As in the preceding picture, the blue '82 has that elongated rear reflector.  As you can see on the bikes in this picture.  Both have the two tone S seat.  The Heavy Duty has painted fenders rather than chrome plated ones.


----------



## ebasnett (Jul 9, 2022)

Whatcha going to do with all those baskets? I’ve got a neighborhood beater I’ve been wanting to throw a basket on.


----------



## HEMI426 (Jul 9, 2022)

What size, I bet I have 25 baskets in a van I use for storage. Every time I bought a bike the first thing I did was remove the baskets, bells, horns etc.


----------



## ebasnett (Jul 10, 2022)

I like that front basket you took off that Typhoon. By the way, that is a great looking bike. I’d buy that thing any day.


----------



## coasterbrakejunkie1969 (Jul 10, 2022)

HEMI426 said:


> What size, I bet I have 25 baskets in a van I use for storage. Every time I bought a bike the first thing I did was remove the baskets, bells, horns etc.

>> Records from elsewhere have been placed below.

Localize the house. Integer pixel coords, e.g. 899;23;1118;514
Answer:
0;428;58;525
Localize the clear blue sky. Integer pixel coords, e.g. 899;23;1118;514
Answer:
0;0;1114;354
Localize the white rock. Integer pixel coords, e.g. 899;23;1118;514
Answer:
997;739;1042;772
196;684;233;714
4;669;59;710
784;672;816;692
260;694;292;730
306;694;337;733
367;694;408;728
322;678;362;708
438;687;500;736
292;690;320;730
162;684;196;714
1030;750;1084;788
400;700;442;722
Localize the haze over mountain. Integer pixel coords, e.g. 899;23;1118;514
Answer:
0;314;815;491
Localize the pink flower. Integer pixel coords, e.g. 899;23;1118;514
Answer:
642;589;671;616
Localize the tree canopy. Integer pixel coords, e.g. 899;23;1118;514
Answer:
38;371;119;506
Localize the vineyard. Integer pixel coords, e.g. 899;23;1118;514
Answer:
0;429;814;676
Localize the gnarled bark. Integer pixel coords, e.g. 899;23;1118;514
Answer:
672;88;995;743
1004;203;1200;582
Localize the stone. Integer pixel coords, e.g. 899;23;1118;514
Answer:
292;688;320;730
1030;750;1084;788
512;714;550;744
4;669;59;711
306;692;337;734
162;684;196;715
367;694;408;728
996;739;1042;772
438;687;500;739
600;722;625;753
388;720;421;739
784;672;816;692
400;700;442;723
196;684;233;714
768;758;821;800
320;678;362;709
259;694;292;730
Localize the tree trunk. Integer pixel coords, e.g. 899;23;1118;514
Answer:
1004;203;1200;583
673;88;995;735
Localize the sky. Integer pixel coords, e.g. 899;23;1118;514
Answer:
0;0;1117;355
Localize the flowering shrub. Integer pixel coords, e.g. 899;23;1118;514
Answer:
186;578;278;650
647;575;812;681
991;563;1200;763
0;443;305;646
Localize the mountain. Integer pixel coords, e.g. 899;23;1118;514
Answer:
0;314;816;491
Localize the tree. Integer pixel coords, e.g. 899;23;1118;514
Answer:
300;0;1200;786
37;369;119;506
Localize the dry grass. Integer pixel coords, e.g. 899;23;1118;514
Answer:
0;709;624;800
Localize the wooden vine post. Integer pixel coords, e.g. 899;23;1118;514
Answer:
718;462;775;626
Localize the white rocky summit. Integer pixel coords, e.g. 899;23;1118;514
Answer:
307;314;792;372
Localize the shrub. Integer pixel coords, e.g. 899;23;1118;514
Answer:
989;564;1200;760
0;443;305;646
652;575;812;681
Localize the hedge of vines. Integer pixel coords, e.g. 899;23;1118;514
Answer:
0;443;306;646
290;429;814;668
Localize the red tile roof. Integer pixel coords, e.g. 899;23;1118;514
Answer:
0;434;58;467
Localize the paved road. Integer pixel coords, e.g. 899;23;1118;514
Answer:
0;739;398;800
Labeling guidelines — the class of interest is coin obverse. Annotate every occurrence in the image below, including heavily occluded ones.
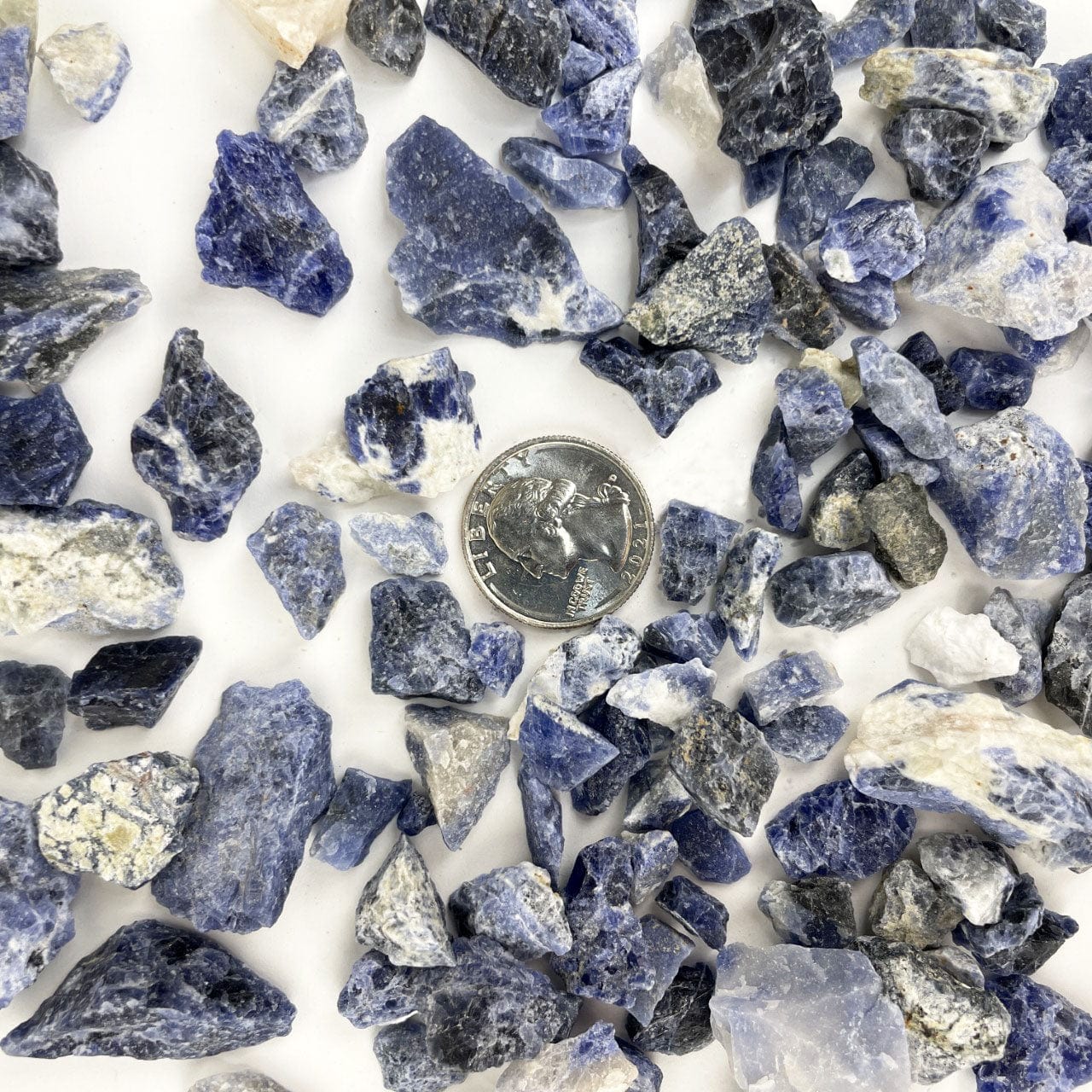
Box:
[463,436,655,629]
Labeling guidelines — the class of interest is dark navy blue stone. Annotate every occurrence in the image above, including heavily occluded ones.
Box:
[0,659,70,770]
[777,136,876,250]
[656,876,729,949]
[667,808,750,884]
[67,636,201,730]
[580,338,721,439]
[196,129,352,315]
[0,384,90,508]
[247,502,345,641]
[948,348,1035,410]
[765,780,917,880]
[129,328,262,542]
[0,920,296,1060]
[311,767,410,870]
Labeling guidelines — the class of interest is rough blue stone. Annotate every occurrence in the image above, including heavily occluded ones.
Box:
[311,767,410,870]
[667,808,750,884]
[425,0,570,107]
[0,142,61,265]
[765,780,917,880]
[500,136,629,208]
[621,144,706,296]
[0,920,296,1060]
[67,636,201,730]
[0,384,90,508]
[656,876,729,949]
[247,502,345,641]
[543,61,641,155]
[948,348,1035,410]
[386,117,623,345]
[580,338,721,438]
[196,129,352,315]
[129,328,262,542]
[974,974,1092,1092]
[762,706,850,762]
[929,407,1088,580]
[0,266,152,391]
[258,46,368,174]
[659,500,742,603]
[777,136,876,250]
[368,577,485,702]
[750,409,804,534]
[152,679,335,932]
[468,621,526,698]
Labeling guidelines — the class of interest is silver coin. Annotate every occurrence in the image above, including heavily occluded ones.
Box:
[463,436,655,629]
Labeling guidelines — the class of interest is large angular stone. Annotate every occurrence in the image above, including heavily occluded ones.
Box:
[152,679,334,932]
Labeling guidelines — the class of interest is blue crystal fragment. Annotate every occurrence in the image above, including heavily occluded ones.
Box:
[656,876,729,948]
[0,384,90,508]
[152,679,335,932]
[67,636,201,730]
[580,338,721,439]
[777,136,876,250]
[368,577,485,702]
[196,129,352,315]
[500,136,629,208]
[667,808,750,884]
[543,61,641,155]
[258,46,368,174]
[247,500,345,641]
[311,767,410,870]
[130,328,262,542]
[765,780,917,880]
[386,117,623,345]
[948,348,1035,410]
[0,921,296,1060]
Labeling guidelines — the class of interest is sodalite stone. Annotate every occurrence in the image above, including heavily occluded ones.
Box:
[913,160,1092,340]
[861,49,1057,146]
[405,705,511,850]
[659,500,742,604]
[0,142,61,265]
[765,767,917,880]
[777,136,876,250]
[929,407,1088,580]
[0,920,296,1060]
[845,682,1092,867]
[152,679,335,932]
[770,550,898,633]
[711,944,911,1092]
[500,136,629,208]
[345,0,425,75]
[0,266,152,391]
[449,862,572,959]
[247,502,345,641]
[625,216,773,363]
[0,386,90,508]
[621,144,706,296]
[258,46,368,174]
[130,328,262,542]
[425,0,570,107]
[884,108,990,204]
[580,338,721,438]
[38,23,132,121]
[67,636,202,730]
[311,767,410,871]
[0,500,183,635]
[386,117,621,345]
[758,876,857,948]
[368,577,485,702]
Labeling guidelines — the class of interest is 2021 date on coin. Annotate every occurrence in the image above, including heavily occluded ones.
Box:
[462,436,655,629]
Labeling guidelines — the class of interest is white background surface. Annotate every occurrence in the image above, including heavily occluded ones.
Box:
[0,0,1092,1092]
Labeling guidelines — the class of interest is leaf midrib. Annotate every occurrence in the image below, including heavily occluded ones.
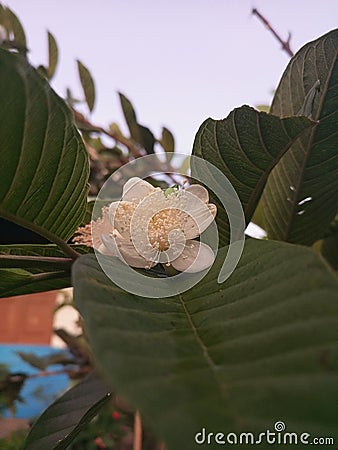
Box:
[271,37,337,241]
[178,294,227,400]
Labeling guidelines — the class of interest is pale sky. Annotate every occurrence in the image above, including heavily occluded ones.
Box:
[5,0,338,153]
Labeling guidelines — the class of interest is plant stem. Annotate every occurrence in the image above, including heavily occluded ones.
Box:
[251,8,294,58]
[133,411,142,450]
[0,209,81,261]
[0,255,73,270]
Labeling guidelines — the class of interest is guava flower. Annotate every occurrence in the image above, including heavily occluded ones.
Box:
[74,177,216,272]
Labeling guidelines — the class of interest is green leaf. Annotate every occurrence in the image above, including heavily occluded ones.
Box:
[73,239,338,450]
[0,244,90,298]
[0,49,89,242]
[191,106,314,245]
[159,127,175,161]
[23,373,110,450]
[47,31,59,80]
[119,92,142,142]
[138,124,156,155]
[5,8,27,50]
[262,30,338,245]
[0,269,71,298]
[77,60,95,111]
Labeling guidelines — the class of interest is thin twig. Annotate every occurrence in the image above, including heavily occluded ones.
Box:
[72,108,144,158]
[133,411,142,450]
[251,8,294,58]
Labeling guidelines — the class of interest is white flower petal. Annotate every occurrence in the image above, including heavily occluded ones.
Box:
[100,235,156,269]
[122,177,155,202]
[99,234,119,256]
[109,201,135,239]
[171,241,215,273]
[186,184,209,203]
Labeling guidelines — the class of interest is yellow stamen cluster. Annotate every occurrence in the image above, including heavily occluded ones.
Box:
[148,208,187,251]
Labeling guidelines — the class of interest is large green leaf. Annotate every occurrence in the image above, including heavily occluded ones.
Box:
[73,239,338,450]
[0,49,89,242]
[0,245,89,298]
[192,106,314,245]
[262,30,338,245]
[24,373,110,450]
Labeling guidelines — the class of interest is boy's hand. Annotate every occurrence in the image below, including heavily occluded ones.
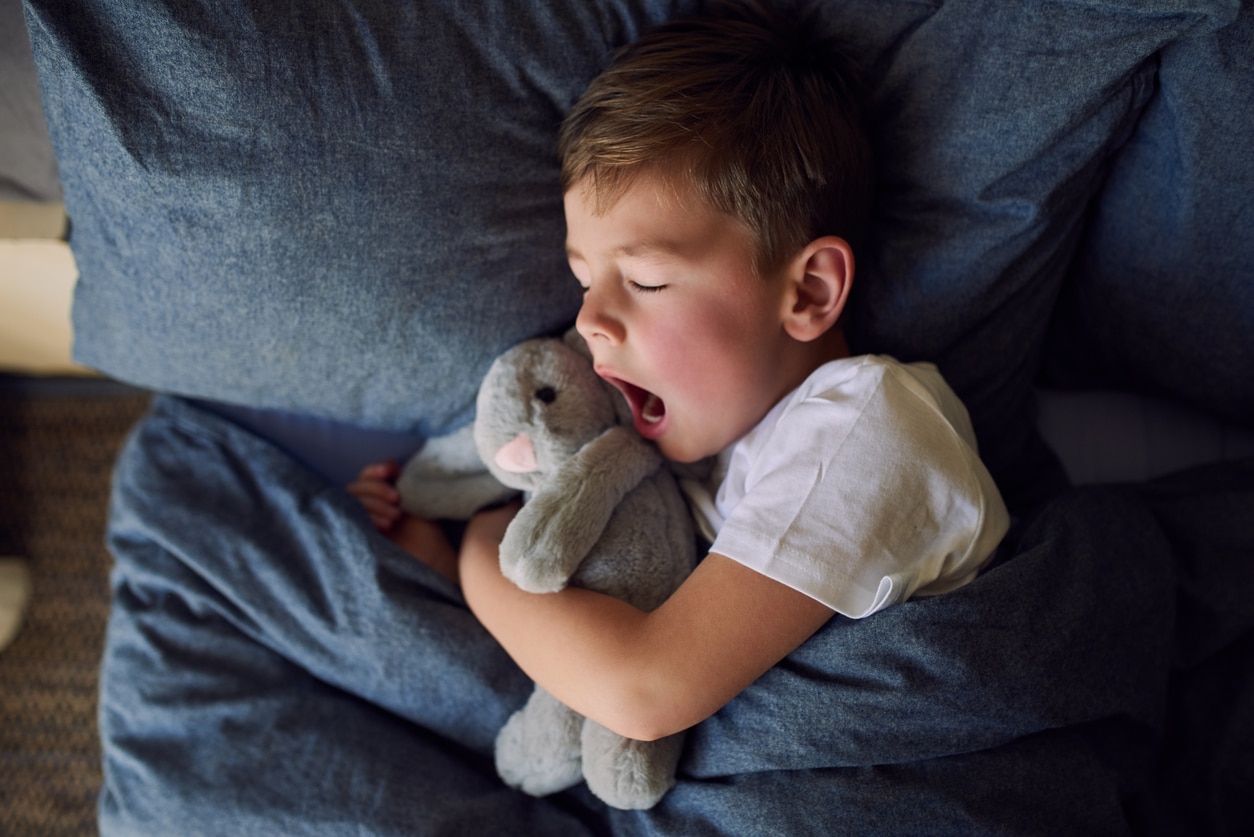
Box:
[349,462,458,584]
[349,462,404,532]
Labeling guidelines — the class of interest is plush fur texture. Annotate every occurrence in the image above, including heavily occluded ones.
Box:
[401,333,696,808]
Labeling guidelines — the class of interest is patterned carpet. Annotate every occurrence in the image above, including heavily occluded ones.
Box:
[0,380,148,837]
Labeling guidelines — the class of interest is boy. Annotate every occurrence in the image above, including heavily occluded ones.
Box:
[351,5,1008,740]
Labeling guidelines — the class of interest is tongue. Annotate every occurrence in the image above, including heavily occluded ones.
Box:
[640,393,666,424]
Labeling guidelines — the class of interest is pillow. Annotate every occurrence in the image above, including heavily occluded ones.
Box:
[0,0,61,200]
[28,0,697,435]
[1047,0,1254,424]
[828,0,1231,503]
[28,0,1230,504]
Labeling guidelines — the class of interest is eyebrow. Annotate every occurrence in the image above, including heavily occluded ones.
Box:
[566,240,683,261]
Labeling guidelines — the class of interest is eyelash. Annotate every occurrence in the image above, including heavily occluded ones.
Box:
[627,279,666,294]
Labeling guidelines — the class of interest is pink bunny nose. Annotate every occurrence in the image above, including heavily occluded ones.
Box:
[493,433,540,473]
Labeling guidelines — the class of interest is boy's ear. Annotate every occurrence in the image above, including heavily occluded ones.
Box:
[784,236,854,343]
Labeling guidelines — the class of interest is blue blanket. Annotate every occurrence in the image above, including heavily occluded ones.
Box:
[92,398,1254,834]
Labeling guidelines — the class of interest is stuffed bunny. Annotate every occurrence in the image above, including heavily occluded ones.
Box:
[401,333,696,808]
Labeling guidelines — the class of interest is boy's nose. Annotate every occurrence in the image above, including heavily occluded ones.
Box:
[574,289,624,344]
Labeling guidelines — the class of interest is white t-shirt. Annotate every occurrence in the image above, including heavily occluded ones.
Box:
[685,355,1009,619]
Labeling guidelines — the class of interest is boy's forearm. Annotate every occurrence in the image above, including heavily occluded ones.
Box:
[461,517,687,739]
[461,516,831,740]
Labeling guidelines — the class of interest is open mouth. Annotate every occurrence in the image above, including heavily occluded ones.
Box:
[604,375,666,439]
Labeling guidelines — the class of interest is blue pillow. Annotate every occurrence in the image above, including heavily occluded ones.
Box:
[28,0,681,435]
[1047,0,1254,423]
[828,0,1234,497]
[28,0,1234,489]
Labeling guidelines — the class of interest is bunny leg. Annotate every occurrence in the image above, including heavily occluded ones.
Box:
[582,720,683,809]
[497,686,583,797]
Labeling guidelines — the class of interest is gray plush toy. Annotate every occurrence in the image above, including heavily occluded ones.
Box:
[399,333,696,808]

I always pull off baskets as well. Every once in awhile I put one on a bike only to take it back off because it never looks like I want too.


----------



## mickeyc (Jul 10, 2022)

Hope that jet truck wasn't the one that crashed and killed the driver at a recent air show?


----------



## HEMI426 (Jul 10, 2022)

No, it was Bob Motz.


----------